[UPDATED] Why the Emergency Asteroid Defense Project (EADP) will not fly, imho
The danger of an Asteroid impact is a real threat. To that, everybody agrees. It is however also (and I am not alone in stating this) a threat that has been, and is, overhyped by some.
Lately, a number of publicly very vocal groups have jumped on the bandwagon of 'asteroid defense'. Within the community of asteroid researchers (of which I am very modestly a member - I search for and have actually discovered Near Earth Asteroids), some of these groups raise eyebrows and generate a somewhat uneasy feeling. Several people in our small community feel that some of these groups, often consisting of people considered outsiders, hijack the issue and overhype a threat in a way that is detrimental to the real issues and complexities involved.
One of the newest initiatives in this game is the Emergency Asteroid Defense Project (EADP). EADP wants to rescue us from a potential asteroid on a collision course with Earth. Note: there isn't such an asteroid in the picture yet.
On their website, EADP presents itself as a Denmark-based NGO that wants to develop and build an asteroid defense system for this purpose. The defense system EADP wants to build consists of two parts:
(1) a kinetic impactor, that will create an impact crater on the target asteroid;
(2) a small nuclear bomb that will next be steered into this crater and detonated, shattering the asteroid into smaller pieces.
Sounds feasible right?
EADP has just created a lot of publicity by starting a crowd funding initiative on Indie-gogo to jump-start their plans. They aim to raise money for a feasibility study and then launch their first test mission as early as 2017.
Mind you: to succinctly make clear what they propose, they propose to launch a nuclear bomb and detonate it on another celestial body. Or at least: develop the technology for it.
Now, IANASL (I Am Not A Space Lawyer). But apart from the worry that it is a private enterprise rather than a (consortium of) Nation States or the UN undertaking this: in my humble opinion, this plan runs foul of at least two international treaties, in a way that will not be easy to resolve and should not be glossed over.
EADP so far appears to do however . You should realize this before you toss your money to EADP.
[note added 15 May 2015: there is actual a legal report on their website - not their Indiegogo page - which is a bit buried, addressing these issues.
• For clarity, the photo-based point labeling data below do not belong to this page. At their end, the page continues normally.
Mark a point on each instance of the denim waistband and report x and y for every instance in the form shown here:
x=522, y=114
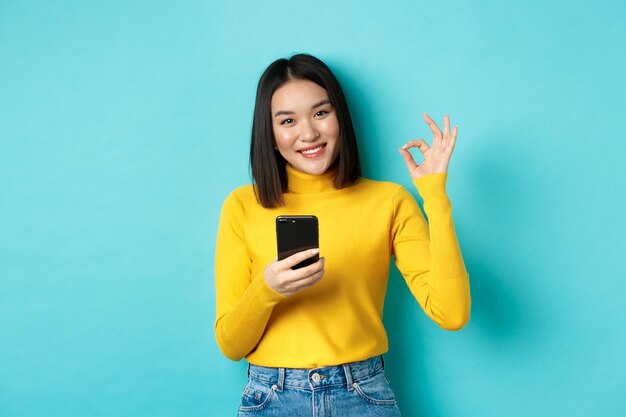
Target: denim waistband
x=313, y=378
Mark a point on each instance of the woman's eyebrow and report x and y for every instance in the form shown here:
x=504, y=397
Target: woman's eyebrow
x=320, y=103
x=316, y=105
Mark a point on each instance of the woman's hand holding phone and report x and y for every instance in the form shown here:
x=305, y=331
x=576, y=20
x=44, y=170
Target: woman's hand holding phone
x=286, y=281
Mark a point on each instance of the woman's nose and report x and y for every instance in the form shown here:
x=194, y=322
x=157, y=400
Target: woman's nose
x=308, y=132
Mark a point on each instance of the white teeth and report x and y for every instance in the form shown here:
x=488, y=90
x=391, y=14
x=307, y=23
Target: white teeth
x=310, y=151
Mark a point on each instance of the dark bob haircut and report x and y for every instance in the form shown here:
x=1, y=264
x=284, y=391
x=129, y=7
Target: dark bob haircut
x=268, y=166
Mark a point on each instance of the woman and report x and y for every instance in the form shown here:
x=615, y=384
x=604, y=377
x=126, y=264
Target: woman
x=314, y=336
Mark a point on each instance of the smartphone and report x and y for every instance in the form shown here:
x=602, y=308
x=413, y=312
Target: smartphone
x=295, y=234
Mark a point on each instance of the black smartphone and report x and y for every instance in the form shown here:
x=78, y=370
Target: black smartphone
x=295, y=234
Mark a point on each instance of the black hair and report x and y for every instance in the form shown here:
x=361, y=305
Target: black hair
x=268, y=167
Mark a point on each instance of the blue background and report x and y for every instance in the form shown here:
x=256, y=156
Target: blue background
x=123, y=126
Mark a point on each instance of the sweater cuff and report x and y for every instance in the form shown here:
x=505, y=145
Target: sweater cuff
x=266, y=294
x=432, y=186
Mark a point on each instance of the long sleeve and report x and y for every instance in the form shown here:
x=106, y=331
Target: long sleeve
x=428, y=254
x=244, y=303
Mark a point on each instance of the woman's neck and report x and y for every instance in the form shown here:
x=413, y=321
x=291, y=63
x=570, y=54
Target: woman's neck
x=303, y=183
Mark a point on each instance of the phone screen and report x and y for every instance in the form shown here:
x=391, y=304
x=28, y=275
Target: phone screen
x=295, y=234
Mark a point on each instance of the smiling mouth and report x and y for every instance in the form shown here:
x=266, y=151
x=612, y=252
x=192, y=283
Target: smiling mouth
x=311, y=152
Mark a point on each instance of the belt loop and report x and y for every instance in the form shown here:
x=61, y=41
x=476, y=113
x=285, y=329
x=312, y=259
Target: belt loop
x=349, y=381
x=281, y=379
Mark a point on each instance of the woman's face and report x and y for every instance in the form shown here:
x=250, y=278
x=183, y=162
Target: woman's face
x=305, y=126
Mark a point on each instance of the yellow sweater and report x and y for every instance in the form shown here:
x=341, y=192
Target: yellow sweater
x=339, y=319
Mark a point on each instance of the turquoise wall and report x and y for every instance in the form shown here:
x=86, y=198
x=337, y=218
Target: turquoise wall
x=123, y=126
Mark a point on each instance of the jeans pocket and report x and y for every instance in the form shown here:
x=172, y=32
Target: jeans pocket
x=376, y=389
x=256, y=396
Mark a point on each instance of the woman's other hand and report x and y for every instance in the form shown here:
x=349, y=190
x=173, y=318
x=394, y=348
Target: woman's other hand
x=437, y=156
x=286, y=281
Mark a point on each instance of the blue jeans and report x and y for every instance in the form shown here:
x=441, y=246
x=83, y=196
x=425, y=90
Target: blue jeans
x=354, y=389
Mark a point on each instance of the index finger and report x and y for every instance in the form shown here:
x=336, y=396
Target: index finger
x=296, y=258
x=432, y=125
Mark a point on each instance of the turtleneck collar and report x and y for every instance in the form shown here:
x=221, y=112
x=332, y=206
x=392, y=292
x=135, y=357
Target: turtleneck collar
x=301, y=183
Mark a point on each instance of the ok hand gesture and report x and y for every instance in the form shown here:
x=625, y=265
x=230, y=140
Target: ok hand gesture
x=437, y=156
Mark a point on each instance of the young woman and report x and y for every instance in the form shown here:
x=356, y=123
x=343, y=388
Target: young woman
x=314, y=336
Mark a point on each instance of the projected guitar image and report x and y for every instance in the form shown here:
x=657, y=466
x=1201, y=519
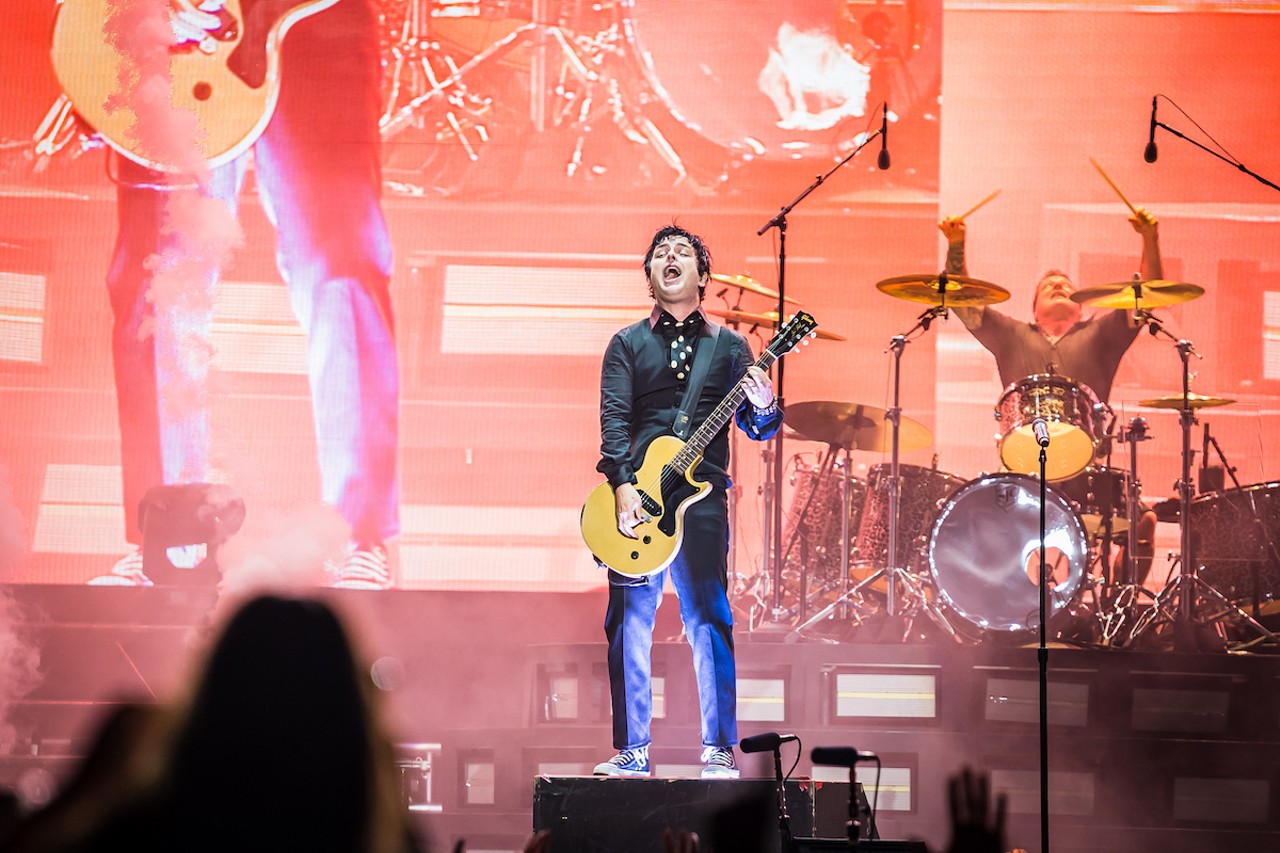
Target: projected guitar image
x=229, y=81
x=666, y=480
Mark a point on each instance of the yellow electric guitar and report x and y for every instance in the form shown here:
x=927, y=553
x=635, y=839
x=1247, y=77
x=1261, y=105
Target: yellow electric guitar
x=666, y=480
x=231, y=91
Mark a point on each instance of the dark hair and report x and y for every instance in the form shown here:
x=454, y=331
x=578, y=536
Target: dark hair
x=704, y=256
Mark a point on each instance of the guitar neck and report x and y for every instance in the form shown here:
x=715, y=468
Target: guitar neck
x=714, y=422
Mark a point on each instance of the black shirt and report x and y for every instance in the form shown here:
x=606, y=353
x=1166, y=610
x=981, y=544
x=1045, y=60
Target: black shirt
x=1089, y=352
x=640, y=393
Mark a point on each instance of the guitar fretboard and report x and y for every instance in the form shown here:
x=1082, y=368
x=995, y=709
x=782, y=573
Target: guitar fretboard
x=702, y=437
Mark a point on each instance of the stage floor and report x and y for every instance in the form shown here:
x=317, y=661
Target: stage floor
x=1147, y=749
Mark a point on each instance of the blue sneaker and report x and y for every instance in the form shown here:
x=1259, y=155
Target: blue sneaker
x=718, y=763
x=627, y=762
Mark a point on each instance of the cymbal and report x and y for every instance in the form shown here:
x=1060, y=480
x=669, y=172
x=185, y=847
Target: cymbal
x=768, y=318
x=1124, y=295
x=750, y=286
x=854, y=425
x=961, y=291
x=1194, y=400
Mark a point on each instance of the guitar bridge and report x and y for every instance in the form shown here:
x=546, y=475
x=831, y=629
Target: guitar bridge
x=652, y=507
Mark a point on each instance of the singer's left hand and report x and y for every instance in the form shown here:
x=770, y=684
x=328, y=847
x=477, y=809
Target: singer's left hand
x=759, y=388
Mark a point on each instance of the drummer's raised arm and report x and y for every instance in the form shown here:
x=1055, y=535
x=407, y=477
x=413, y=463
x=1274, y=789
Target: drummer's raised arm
x=1152, y=267
x=954, y=229
x=1147, y=226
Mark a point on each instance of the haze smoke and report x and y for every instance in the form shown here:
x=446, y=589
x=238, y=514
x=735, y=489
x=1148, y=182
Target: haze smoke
x=288, y=559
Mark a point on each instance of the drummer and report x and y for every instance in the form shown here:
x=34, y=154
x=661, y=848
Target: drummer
x=1059, y=340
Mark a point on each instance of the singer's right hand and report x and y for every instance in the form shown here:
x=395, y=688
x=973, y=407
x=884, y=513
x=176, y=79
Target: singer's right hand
x=630, y=507
x=952, y=228
x=195, y=21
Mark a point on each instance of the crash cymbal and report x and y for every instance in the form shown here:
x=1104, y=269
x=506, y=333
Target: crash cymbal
x=1194, y=400
x=961, y=291
x=1132, y=296
x=854, y=425
x=768, y=318
x=750, y=286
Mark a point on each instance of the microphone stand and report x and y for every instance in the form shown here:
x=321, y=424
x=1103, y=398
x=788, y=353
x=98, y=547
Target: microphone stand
x=891, y=571
x=1185, y=620
x=786, y=840
x=1042, y=656
x=773, y=489
x=1228, y=160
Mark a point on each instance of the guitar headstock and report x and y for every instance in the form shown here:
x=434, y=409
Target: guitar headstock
x=790, y=336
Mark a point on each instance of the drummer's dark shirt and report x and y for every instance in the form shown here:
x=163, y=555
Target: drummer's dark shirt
x=1089, y=352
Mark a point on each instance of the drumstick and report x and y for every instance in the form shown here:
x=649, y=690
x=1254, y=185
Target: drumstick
x=1111, y=183
x=965, y=214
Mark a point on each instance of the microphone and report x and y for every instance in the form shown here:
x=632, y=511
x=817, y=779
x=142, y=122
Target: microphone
x=840, y=756
x=767, y=742
x=1041, y=430
x=1150, y=151
x=882, y=159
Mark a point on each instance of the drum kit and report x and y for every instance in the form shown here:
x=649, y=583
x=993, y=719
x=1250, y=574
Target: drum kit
x=467, y=81
x=913, y=547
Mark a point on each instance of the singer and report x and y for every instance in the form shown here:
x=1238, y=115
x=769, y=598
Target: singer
x=1061, y=341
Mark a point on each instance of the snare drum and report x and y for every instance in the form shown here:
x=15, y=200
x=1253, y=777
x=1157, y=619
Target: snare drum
x=984, y=552
x=1068, y=409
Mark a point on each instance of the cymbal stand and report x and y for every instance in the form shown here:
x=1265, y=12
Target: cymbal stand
x=1272, y=551
x=1188, y=587
x=1125, y=593
x=775, y=487
x=892, y=574
x=851, y=594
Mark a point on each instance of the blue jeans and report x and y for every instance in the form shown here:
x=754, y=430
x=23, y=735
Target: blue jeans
x=699, y=575
x=319, y=177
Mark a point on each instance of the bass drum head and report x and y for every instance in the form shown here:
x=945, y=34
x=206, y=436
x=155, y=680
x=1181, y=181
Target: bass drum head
x=984, y=552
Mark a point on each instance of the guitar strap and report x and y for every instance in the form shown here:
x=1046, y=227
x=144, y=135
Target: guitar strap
x=696, y=379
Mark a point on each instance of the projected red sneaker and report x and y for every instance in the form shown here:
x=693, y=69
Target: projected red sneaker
x=127, y=571
x=365, y=566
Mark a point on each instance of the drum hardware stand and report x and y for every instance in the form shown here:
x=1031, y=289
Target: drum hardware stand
x=773, y=482
x=851, y=593
x=1270, y=543
x=1125, y=594
x=892, y=573
x=1188, y=587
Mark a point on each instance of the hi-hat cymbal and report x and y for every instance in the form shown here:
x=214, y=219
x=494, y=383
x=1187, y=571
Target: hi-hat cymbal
x=960, y=291
x=1193, y=401
x=768, y=318
x=855, y=427
x=1133, y=296
x=750, y=286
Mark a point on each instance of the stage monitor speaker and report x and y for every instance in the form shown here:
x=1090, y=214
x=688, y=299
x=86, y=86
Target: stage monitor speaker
x=832, y=844
x=629, y=815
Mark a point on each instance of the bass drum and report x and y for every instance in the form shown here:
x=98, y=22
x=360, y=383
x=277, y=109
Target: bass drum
x=984, y=553
x=776, y=90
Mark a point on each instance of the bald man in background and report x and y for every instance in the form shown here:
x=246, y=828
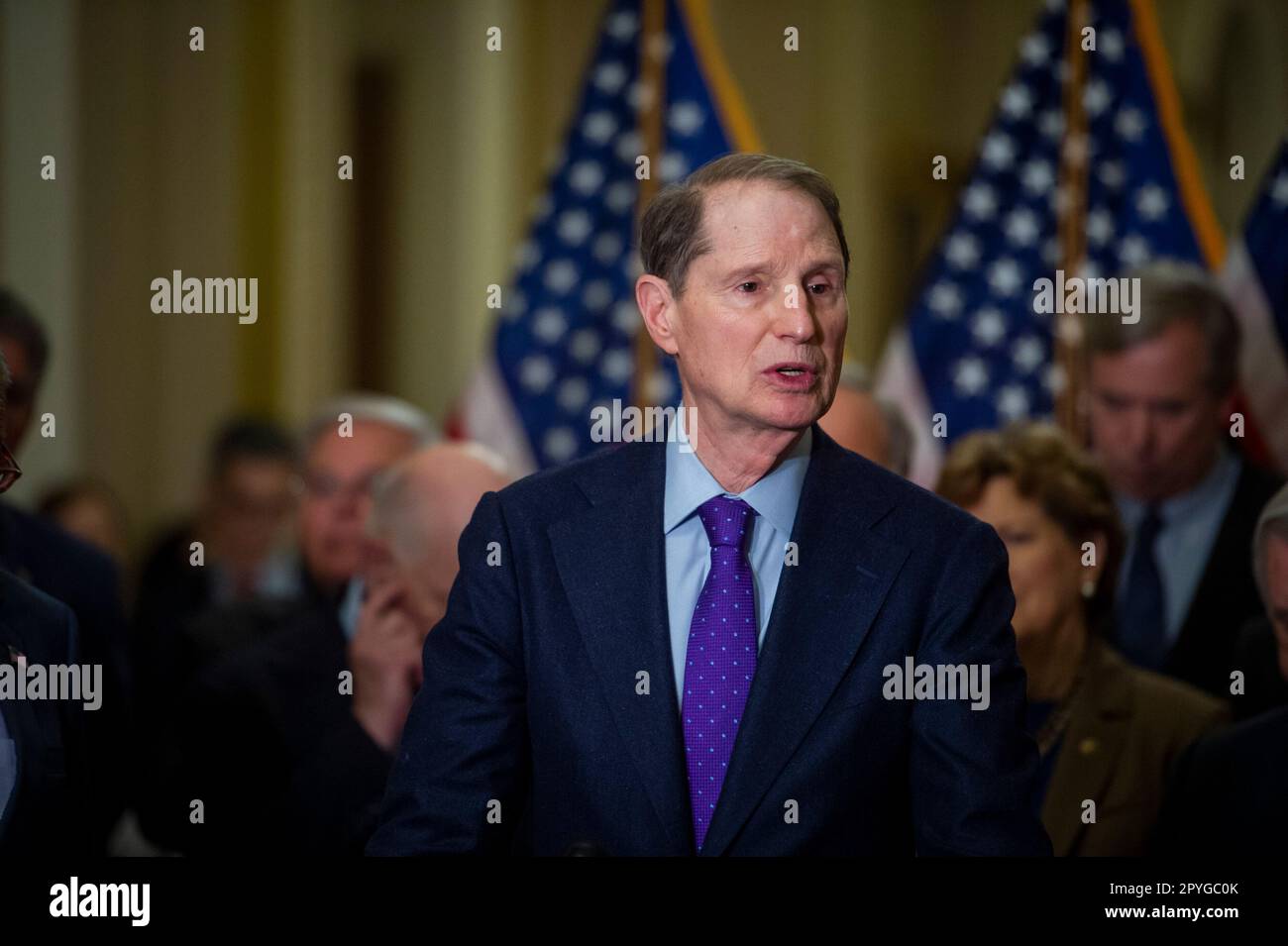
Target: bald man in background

From the contents of this report and its major recommendations - especially the first one -, it is clear that the issues raised should not be neglected. This is important for a crowd funding campaign, as this is information about the feasibility of the project and attached problems that potential backers need to know in order to decide whether to back the initiative. This report should have been a primary part of their Indiegogo appeal page]
For the plans of EADP to become reality, they need to:
(1) have c.q. develop a nuclear explosion device (i.e. a nuclear weapon);
(2) develop a kinetic impact weapon;
(3) find someone willing to launch these.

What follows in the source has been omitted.